Green Claims in Focus: What the planned amendment to the Unfair Competition Act Means for Businesses

Environmental and sustainability messages have become standard in corporate communications. Terms such as "sustainable", "environmentally friendly" or "organic" have a significant influence on purchasing decisions. At the same time, these claims are potentially misleading under Austrian unfair competition law due to their lack of clarity (see our Newsletter on Greenwashing)

The Directive (EU) 2024/825 (the "EmpCo Directive") further tightens the standards for green claims". The new requirements will take effect on September 27, 2026. With the government proposal for Austria’s implementation now available, the reform under the Unfair Competition Act (UWG) is taking concrete shape. This adds specific sustainability-related provisions to both the prohibition on misleading advertising and the "black list" of prohibited commercial practices under the UWG.


Overview of Key Changes
 

  • New Legal Definitions in the UWG  (§ 1 Abs 4 Z 11–15 UWG)

For the first time, key terms such as "(general) environmental claim", "sustainability label" and "certification system" are defined by law. This broadens the scope of application and provides a more systematic framework for individual assessments, which have so far been largely shaped by case law.
 

  • Expansion of the "black list

The draft bill expands the Annex to the UWG to include several new prohibited practices (in particular, sections 2a and 4a through 4c), thereby classifying certain environmental business practices as per se unlawful (see below for details). In addition, it introduces new prohibitions beyond green claims (specifically sections 23d–23j, such as those regarding durability, reparability, and software updates) and strengthens the focus on substantive sustainability with provisions on product lifespan, transparency toward consumers, and additional requirements for the use and maintenance of products.
 

  • Stricter Rules on Misleading Commercial Practices  (§ 2 UWG) 

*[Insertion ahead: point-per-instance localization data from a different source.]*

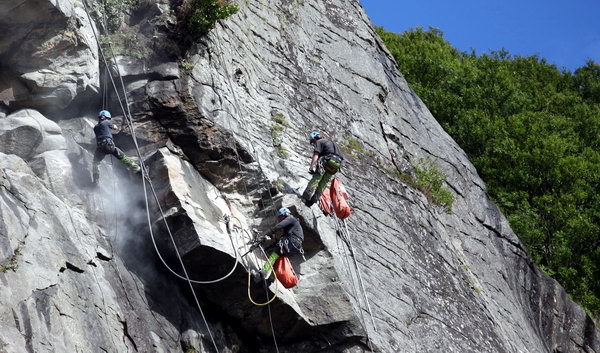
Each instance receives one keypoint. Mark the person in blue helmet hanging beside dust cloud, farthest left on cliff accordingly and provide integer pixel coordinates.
(105, 145)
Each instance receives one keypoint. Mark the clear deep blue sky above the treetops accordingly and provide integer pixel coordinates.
(565, 32)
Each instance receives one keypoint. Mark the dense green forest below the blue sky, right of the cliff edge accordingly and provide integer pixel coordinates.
(533, 133)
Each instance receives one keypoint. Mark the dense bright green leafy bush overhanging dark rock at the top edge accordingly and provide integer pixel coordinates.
(202, 15)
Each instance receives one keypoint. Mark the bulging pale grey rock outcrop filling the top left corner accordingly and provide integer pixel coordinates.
(48, 53)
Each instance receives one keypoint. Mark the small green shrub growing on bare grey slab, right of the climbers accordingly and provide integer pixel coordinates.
(430, 181)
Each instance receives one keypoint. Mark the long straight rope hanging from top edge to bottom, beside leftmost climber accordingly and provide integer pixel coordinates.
(144, 173)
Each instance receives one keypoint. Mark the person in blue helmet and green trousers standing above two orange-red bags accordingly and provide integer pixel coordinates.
(326, 161)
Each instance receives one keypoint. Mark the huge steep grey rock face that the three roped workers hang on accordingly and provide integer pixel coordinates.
(223, 135)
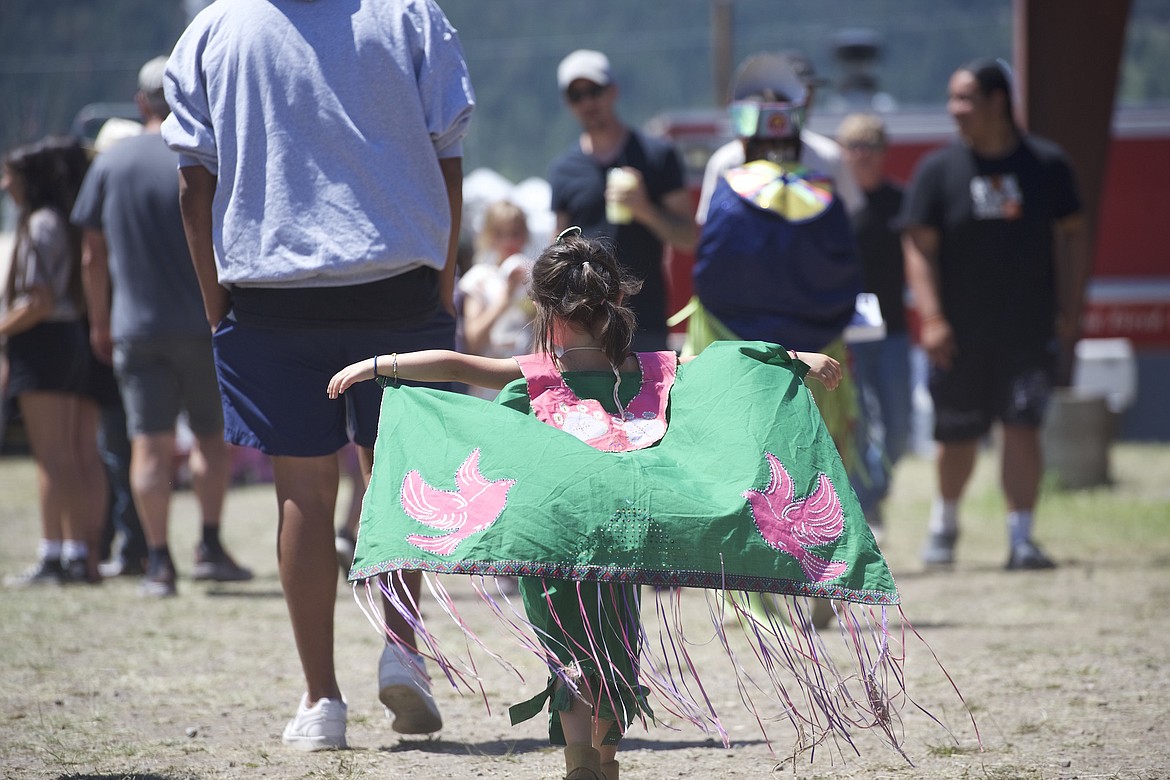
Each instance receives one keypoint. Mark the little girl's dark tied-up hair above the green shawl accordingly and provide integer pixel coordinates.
(579, 281)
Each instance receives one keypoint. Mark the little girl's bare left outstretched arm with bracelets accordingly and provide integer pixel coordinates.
(429, 367)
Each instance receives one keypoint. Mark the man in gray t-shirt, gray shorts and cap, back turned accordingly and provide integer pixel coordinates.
(147, 317)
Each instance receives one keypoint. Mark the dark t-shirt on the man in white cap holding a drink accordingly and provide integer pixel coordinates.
(579, 190)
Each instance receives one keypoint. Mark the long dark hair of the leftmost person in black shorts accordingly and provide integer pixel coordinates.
(52, 171)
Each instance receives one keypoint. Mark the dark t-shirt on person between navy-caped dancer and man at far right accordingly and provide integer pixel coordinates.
(880, 246)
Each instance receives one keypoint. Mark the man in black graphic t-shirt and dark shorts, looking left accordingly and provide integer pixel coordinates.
(997, 263)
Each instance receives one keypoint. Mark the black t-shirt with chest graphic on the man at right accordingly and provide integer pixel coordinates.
(995, 218)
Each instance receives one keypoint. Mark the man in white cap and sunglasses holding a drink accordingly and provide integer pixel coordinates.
(650, 192)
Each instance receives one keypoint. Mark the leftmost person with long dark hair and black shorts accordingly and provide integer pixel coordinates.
(44, 333)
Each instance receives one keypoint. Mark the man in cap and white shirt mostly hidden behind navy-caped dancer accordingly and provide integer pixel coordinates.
(780, 75)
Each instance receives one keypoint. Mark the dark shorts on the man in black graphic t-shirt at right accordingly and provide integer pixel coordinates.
(1009, 383)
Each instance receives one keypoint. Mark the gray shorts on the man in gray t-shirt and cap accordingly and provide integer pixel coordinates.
(160, 378)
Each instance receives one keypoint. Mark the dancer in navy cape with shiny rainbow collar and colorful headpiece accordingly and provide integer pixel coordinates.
(776, 259)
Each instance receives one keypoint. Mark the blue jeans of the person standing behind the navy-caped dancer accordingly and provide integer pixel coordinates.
(883, 372)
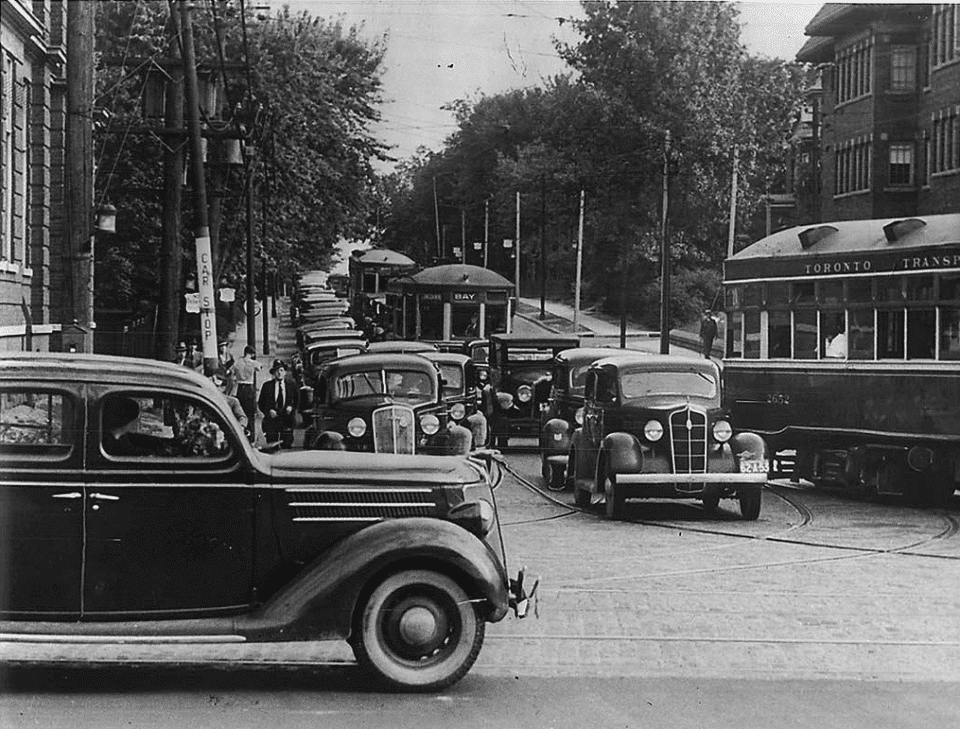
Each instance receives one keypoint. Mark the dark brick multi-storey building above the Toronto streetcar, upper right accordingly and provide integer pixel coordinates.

Companies may only make forward-looking environmental statements on the basis of concrete, verifiable, and publicly available implementation plans, and may not highlight irrelevant or legally required characteristics (Section 2(3)(4) and (5) of the Unfair Competition Act (UWG); see also Annex Z 10a).
 

  • Abusive Cease-and-Desist Letters (§ 7a UWG) 

The government proposal now also sanctions abusive cease-and-desist letters (particularly in cases of mass campaigns aimed at generating revenue): Those affected can claim injunctive relief and damages, while the party issuing the cease-and-desist letter loses its compensation right.

In practice, the changes outlined above are most evident in two particularly relevant areas: sustainability labels and general environmental claims. 
 
 

Sustainability Labels: New Rules for Voluntary and Marketing-Driven Labels
 

Sustainability labels will be subject to stricter requirements. This applies to voluntary public or private trust labels, quality marks, or similar designations used to highlight the environmental or social characteristics of a product, process, or company. Mandatory labels required under EU law or national law are not covered.

Under the planned amendments to Annex Z 2a of the UWG, the use of a sustainability label is permissible only if it is based on a certification system or has been established by government agencies. This requires a reassessment not only of traditional labels but also of marketing-driven "green badges" and green brands, because in their overall context, they may create the impression of a sustainability label.

Companies should therefore verify whether their sustainability labels are actually based on a robust certification system or are established by the government. If not, they should make the necessary adjustments. This also means that the relevant labels must be open to third parties—including competitors in the market.
 
 

General Environmental Claims and Other Prohibitions
 

Another key area concerns general environmental claims. These are claims that suggest a positive environmental impact (such as "climate-friendly", "sustainable" etc.) without sufficiently specifying it. According to the Commission’s FAQs on the EmpCo Directive determining whether a claim qualifies as an environmental claim depends on the specific commercial context and the perception of the average consumer.

Under the proposed Annex Z 4a of the UWG, general environmental claims will be inadmissible if the business operator cannot provide evidence of the recognized outstanding environmental performance to which the claim refers.

Under Annex Z 4b UWG, an environmental claim regarding the entire product or the company’s entire business operations is inadmissible if it actually refers only to a specific aspect of the product or a specific activity of the company. Companies should therefore pay particular attention to whether a claim concerns only a specific aspect—such as packaging, manufacturing, or individual product components—but creates a broader impression among consumers.



Conclusion


With these stricter regulations, sustainability communication is becoming an even greater balancing act. While companies may continue to advertise environmental benefits, they must communicate them clearly, specifically, and verifiably. This is largely in line with previous case law. What is new, however, are the extensive per se prohibitions and, consequently, the elimination of the requirement to assess whether a claim is likely to be misleading.

Companies should therefore continue to carefully check their environmental communications. Of particular concern are blanket environmental statements, product- and company-related sustainability promises, and sustainability labels. For every claim, it must be clear what it specifically refers to, what evidence supports it, and whether the overall impression created by the product’s presentation, packaging, and accompanying advertising is consistent with that evidence.